Or...What I learnt about my Daughter(In fact, should that be 'learned'..?)
|Cute, eh? So is my daughter.|
After dinner, while still sitting around the table, I decided it would be nice to play a game together. Mindful of the long summer holiday which has been filled with way too much computer game time, I wanted to think of something that would encourage our three children to perhaps use their brains a little.
Baby Steps first though, I thought (also, this was the best I could come up with. Perhaps someone else needs to challenge their brain a little, hmm?) - and with an enthusiasm in my voice usually reserved for chocolate/mallow-based snacks, I said...
'Let's all play 'Who Am I!'
'That's easy,' said No.2 Son, 'You're mum. I win.'
Sensing a reluctance to commit 100% to my idea, I issued warnings re financial penalties for non-playment.
This seemed to help. And so we began...
Trying to get No.2 Son on-side, we said he could go first - and Mr W stuck a sticky-note-thingy on the boy's forehead with 'New York' written on it.

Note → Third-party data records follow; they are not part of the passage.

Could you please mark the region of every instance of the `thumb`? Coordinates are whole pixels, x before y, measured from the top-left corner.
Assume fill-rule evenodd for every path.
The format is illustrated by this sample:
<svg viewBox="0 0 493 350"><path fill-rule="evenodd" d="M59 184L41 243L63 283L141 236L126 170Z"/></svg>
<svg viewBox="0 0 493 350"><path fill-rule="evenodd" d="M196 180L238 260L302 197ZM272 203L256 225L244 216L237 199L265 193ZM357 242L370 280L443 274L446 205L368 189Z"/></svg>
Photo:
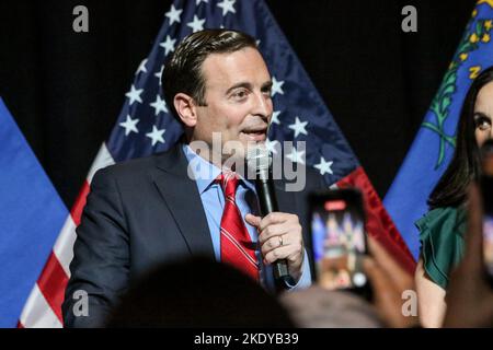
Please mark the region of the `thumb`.
<svg viewBox="0 0 493 350"><path fill-rule="evenodd" d="M261 217L255 217L253 214L246 214L244 215L244 221L246 221L246 223L251 224L252 226L259 228L260 226L260 222L261 222L262 218Z"/></svg>

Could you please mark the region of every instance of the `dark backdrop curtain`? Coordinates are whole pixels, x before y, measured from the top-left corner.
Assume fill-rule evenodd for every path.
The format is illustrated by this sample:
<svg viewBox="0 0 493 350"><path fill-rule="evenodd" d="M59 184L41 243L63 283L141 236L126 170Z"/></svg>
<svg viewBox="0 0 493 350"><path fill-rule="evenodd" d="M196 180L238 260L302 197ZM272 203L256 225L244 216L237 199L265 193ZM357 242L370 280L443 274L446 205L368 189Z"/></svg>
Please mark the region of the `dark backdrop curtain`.
<svg viewBox="0 0 493 350"><path fill-rule="evenodd" d="M383 196L475 1L266 2ZM78 4L89 9L89 33L72 31ZM0 2L0 95L69 208L170 4ZM401 31L406 4L417 9L417 33Z"/></svg>

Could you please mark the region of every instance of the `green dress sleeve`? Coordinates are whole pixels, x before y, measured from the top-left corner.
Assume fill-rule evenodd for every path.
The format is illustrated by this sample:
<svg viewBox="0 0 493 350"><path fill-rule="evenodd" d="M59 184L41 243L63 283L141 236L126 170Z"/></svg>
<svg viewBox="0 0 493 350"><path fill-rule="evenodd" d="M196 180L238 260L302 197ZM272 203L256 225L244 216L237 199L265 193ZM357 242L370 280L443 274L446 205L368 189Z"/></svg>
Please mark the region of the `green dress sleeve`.
<svg viewBox="0 0 493 350"><path fill-rule="evenodd" d="M420 230L421 255L428 277L444 290L449 273L463 256L466 211L461 208L436 208L416 221Z"/></svg>

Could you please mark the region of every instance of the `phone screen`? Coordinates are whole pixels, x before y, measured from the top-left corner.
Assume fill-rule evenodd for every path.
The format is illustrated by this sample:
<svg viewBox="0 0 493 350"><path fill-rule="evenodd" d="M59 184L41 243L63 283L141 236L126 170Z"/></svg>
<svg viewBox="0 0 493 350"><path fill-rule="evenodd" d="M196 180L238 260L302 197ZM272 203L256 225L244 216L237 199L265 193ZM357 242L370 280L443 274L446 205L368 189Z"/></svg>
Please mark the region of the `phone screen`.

|Not actually No.2 Son, but you get the point...|
The idea is to go around the table, each one of us giving a clue as to sticky-note-thingy wearer's identity. For example, 'You are a city', or 'You are in America' - and the quicker it is guessed...well, that's it really...just until it is guessed. Then we move on to the next person.
So, No.2 Son turns expectantly to his 9 year old sister.
'You have Very Bright Lights in Dark Times,' she said - an almost mystical edge to her voice.
Mr W and I looked at each other, two minds with the same thought. What a wonderful way with words our marvellous Daughter has!
'Gosh, No.3,' we said, 'that was lovely'.
And she smiled her innocent little smile.
It was Mr W's turn next, and Daughter was given the task of writing who he was to be and sticking it on his forehead.
While she wrote, her father and I were still bathing in the warm glow of pride in our deep and poetic Daughter...
...And then she stuck this on her Dad's head...
Anyone got any ideas for games that can get kids' brains working without the opportunity for gross insubordination?